César Félix Sánchez
¿Con Keiko estaríamos peor?
Un ejercicio contrafáctico y que nos abre los ojos

Una de las especies más difundidas entre los votantes de Castillo decepcionados ante el colapso interminable de su gobierno es que, aunque piensen que ahora conviene la renuncia o vacancia de Castillo, se reafirman en la necesidad de haber votado en su momento por él, porque con Keiko estaríamos peor. Es evidente que el ejercicio que haré en este artículo es ucrónico y, por tanto, pertenece al reino de lo meramente probable. Sin embargo, como se verá, creo que la conclusión es más que evidente: no solo no estaríamos peor sino mucho mejor.

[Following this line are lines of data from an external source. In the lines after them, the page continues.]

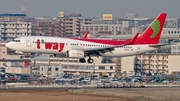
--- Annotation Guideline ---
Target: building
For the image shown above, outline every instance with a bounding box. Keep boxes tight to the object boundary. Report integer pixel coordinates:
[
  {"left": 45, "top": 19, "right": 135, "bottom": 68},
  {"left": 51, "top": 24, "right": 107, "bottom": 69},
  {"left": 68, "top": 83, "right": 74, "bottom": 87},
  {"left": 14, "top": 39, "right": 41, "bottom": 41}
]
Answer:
[
  {"left": 58, "top": 17, "right": 80, "bottom": 37},
  {"left": 0, "top": 59, "right": 31, "bottom": 74},
  {"left": 81, "top": 24, "right": 121, "bottom": 37},
  {"left": 121, "top": 56, "right": 135, "bottom": 73},
  {"left": 0, "top": 21, "right": 31, "bottom": 41},
  {"left": 0, "top": 42, "right": 7, "bottom": 60},
  {"left": 0, "top": 14, "right": 28, "bottom": 22},
  {"left": 31, "top": 56, "right": 120, "bottom": 76},
  {"left": 135, "top": 54, "right": 180, "bottom": 74},
  {"left": 171, "top": 43, "right": 180, "bottom": 54},
  {"left": 31, "top": 17, "right": 64, "bottom": 37},
  {"left": 165, "top": 18, "right": 180, "bottom": 28}
]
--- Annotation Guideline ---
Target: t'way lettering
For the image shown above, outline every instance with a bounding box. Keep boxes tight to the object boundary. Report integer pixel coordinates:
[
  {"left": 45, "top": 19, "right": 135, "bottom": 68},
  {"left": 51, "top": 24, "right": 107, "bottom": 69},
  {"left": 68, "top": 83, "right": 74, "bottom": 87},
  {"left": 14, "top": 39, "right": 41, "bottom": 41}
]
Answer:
[
  {"left": 37, "top": 39, "right": 40, "bottom": 49},
  {"left": 37, "top": 39, "right": 64, "bottom": 52}
]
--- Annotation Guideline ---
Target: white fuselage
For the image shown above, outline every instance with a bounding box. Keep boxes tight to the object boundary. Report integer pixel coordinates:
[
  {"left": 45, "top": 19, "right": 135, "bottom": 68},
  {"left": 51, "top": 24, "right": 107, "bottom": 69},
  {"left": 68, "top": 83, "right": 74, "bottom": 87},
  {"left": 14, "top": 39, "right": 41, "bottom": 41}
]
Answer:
[{"left": 6, "top": 36, "right": 157, "bottom": 57}]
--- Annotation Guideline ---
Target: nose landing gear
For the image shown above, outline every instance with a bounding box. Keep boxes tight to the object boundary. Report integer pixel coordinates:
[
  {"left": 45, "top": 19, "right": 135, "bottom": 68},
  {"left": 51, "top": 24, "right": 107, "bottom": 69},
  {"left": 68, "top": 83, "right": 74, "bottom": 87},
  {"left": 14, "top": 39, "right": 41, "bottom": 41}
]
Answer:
[
  {"left": 20, "top": 55, "right": 24, "bottom": 59},
  {"left": 79, "top": 56, "right": 94, "bottom": 63}
]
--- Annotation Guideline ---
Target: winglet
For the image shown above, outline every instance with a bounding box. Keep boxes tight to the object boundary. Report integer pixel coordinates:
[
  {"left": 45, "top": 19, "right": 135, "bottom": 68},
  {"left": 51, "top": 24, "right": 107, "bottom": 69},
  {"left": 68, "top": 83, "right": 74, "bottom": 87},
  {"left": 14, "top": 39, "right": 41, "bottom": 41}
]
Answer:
[
  {"left": 82, "top": 31, "right": 89, "bottom": 39},
  {"left": 128, "top": 33, "right": 139, "bottom": 45}
]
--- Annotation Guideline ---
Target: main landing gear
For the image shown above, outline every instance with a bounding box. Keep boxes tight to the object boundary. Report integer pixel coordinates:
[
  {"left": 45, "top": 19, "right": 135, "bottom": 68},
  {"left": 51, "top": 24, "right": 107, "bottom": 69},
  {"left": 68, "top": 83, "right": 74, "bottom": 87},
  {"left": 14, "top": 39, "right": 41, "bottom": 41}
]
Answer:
[
  {"left": 20, "top": 55, "right": 24, "bottom": 59},
  {"left": 79, "top": 56, "right": 94, "bottom": 63}
]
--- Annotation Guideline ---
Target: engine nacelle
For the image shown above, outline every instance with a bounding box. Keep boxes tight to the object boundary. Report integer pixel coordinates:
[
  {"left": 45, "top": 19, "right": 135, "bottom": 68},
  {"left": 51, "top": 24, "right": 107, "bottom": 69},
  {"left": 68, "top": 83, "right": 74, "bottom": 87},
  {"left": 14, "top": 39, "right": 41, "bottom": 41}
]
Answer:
[
  {"left": 67, "top": 50, "right": 84, "bottom": 58},
  {"left": 15, "top": 51, "right": 23, "bottom": 54}
]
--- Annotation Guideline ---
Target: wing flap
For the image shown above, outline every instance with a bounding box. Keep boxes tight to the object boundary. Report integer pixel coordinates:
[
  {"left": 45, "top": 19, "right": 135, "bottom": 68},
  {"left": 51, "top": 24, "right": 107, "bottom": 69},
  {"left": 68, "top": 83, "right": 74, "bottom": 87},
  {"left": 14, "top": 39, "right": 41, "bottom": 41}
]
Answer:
[{"left": 83, "top": 33, "right": 139, "bottom": 56}]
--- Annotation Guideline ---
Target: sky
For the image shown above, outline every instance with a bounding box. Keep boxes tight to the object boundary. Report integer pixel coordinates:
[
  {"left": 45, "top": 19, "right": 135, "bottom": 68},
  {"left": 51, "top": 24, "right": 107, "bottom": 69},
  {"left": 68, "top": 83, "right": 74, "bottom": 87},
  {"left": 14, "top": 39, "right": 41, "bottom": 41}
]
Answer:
[{"left": 0, "top": 0, "right": 180, "bottom": 18}]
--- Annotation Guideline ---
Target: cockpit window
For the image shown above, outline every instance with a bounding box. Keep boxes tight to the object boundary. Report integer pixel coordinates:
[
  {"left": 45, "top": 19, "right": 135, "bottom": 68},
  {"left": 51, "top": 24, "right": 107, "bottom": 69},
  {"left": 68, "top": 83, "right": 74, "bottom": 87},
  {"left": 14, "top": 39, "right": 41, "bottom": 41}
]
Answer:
[{"left": 13, "top": 40, "right": 20, "bottom": 42}]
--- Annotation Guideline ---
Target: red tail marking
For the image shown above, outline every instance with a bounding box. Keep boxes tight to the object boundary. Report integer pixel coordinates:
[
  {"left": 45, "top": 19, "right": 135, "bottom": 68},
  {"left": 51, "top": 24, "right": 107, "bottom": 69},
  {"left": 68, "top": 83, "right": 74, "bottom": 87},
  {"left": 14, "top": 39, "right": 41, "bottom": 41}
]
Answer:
[
  {"left": 53, "top": 42, "right": 58, "bottom": 50},
  {"left": 83, "top": 31, "right": 89, "bottom": 39},
  {"left": 59, "top": 43, "right": 64, "bottom": 52},
  {"left": 37, "top": 39, "right": 41, "bottom": 49}
]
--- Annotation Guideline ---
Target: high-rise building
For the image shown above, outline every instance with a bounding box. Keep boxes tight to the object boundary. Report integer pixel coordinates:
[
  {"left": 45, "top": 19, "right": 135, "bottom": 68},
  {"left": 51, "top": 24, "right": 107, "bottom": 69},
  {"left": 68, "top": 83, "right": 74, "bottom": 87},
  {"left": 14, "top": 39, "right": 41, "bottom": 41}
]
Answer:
[
  {"left": 31, "top": 18, "right": 64, "bottom": 37},
  {"left": 0, "top": 14, "right": 28, "bottom": 21}
]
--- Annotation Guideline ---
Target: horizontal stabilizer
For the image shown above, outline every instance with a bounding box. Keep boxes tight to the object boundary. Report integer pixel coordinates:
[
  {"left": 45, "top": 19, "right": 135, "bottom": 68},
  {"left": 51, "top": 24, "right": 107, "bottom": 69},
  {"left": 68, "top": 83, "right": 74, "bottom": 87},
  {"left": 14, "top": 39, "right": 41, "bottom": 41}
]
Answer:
[{"left": 149, "top": 43, "right": 173, "bottom": 47}]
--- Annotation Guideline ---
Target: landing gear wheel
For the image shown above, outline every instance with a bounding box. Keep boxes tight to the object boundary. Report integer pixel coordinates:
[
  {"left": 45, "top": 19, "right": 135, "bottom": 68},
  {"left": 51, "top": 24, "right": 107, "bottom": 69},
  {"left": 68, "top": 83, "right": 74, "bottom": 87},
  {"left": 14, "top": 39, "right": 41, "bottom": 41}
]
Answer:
[
  {"left": 79, "top": 58, "right": 86, "bottom": 63},
  {"left": 88, "top": 58, "right": 94, "bottom": 63},
  {"left": 20, "top": 56, "right": 24, "bottom": 59}
]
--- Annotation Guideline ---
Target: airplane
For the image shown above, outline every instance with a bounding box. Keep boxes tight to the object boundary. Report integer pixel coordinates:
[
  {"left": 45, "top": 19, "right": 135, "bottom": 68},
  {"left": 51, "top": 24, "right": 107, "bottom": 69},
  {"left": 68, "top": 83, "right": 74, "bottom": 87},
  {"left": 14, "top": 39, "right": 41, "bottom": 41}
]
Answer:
[
  {"left": 6, "top": 13, "right": 168, "bottom": 63},
  {"left": 82, "top": 31, "right": 89, "bottom": 39}
]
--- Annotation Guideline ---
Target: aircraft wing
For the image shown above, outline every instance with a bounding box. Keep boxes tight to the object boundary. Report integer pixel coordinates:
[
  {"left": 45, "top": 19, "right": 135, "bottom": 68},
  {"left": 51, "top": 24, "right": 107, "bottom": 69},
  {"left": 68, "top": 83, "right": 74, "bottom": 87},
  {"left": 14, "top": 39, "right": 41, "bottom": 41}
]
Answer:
[
  {"left": 82, "top": 31, "right": 89, "bottom": 39},
  {"left": 83, "top": 33, "right": 139, "bottom": 56},
  {"left": 149, "top": 43, "right": 173, "bottom": 48}
]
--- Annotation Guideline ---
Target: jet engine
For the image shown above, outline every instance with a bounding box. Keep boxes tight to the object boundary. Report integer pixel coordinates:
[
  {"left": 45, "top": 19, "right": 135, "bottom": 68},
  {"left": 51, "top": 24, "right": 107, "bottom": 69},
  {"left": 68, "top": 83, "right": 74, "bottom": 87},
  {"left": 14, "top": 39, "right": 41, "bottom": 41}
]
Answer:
[{"left": 67, "top": 50, "right": 84, "bottom": 58}]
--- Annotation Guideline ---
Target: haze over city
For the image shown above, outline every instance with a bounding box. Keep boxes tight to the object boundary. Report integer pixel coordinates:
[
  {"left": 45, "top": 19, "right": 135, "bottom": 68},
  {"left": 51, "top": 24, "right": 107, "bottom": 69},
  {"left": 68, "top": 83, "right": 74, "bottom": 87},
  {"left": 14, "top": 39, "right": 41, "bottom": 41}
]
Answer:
[{"left": 0, "top": 0, "right": 180, "bottom": 18}]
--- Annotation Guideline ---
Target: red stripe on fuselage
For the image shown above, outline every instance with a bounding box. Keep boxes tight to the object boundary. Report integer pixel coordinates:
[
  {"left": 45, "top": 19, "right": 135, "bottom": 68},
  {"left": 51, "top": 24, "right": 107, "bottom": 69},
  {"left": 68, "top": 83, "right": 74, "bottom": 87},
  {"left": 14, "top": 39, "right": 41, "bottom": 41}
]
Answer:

En primer lugar, señalaremos el aspecto político: el solo hecho de que el partido de gobierno no sea Perú Libre hubiera significado una mayor capacidad de encontrar consenso en un Congreso donde las fuerzas favorables a la consolidación del modelo económico e institucional de 1993 alcanzan, al menos, una mayoría simple. No podría ser una coalición donde el fujimorismo ejerza un poder aplastante, por mera cuestión numérica, lo que redundaría en un escenario político moderado y alejado de los extremismos reales o imaginarios que tanto temen ciertos opinadores y políticos progresistas cuando les conviene (porque luego no tienen empacho en fotografiarse con Maraví).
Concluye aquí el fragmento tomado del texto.